Timers Delay MicroPython Script
from machine import Pin, Timer #importing pin, and timer class led= Pin(14, Pin.OUT) # GPIO14 as led output led.value(0) #LED is off timer=Timer(-1) timer.init(period=1000, mode=Timer.PERIODIC, callback=lambda t:led.value(not led.value())) #initializing the timer
Copy and Save the following code in your main.py to your ESP board.
You should observe the LED blinking once per second continuously. Using a timer frees processing time because you do not have to run the endless loop.
How Code Works?
To use the Timer class we will import it from the machine module. As we want to use the pin class to configure our led as an output we will import it as well.
from machine import Pin, Timer #importing pin, and timer class
Next, we initialize the ‘led’ as an output on GPIO14 and set its value to zero meaning it is OFF.

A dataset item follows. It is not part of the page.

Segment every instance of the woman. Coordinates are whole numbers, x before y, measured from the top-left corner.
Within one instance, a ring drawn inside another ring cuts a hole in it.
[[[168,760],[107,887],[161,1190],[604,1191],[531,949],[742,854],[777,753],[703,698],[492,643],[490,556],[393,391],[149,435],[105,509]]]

led= Pin(14, Pin.OUT) #GPIO14 as led output led.value(0) #LED is off
Then we create a timer object and set its id to -1. This indicates that it is a virtual timer.
timer=Timer(-1) #create an instance of Timer method
The next line initializes the timer’s 3 parameters:
timer.init(period=1000, mode=Timer.PERIODIC, callback=lambda t:led.value(not led.value()))
The first parameter is the period which the time the timer takes in executing the call back function. This is set to 1000ms.
The second parameter is set to ‘Periodic’ which means the timer will execute the callback continuously once every period.
The third parameter callback is set to a function that will run after every period. In this case, we set it to a lambda function that toggles the led.
led.value(not led.value()) //function which is toggling the led
In this tutorial, we saw how timers work in ESP32 and ESP8266 boards using a microPython script by simply blinking an LED light.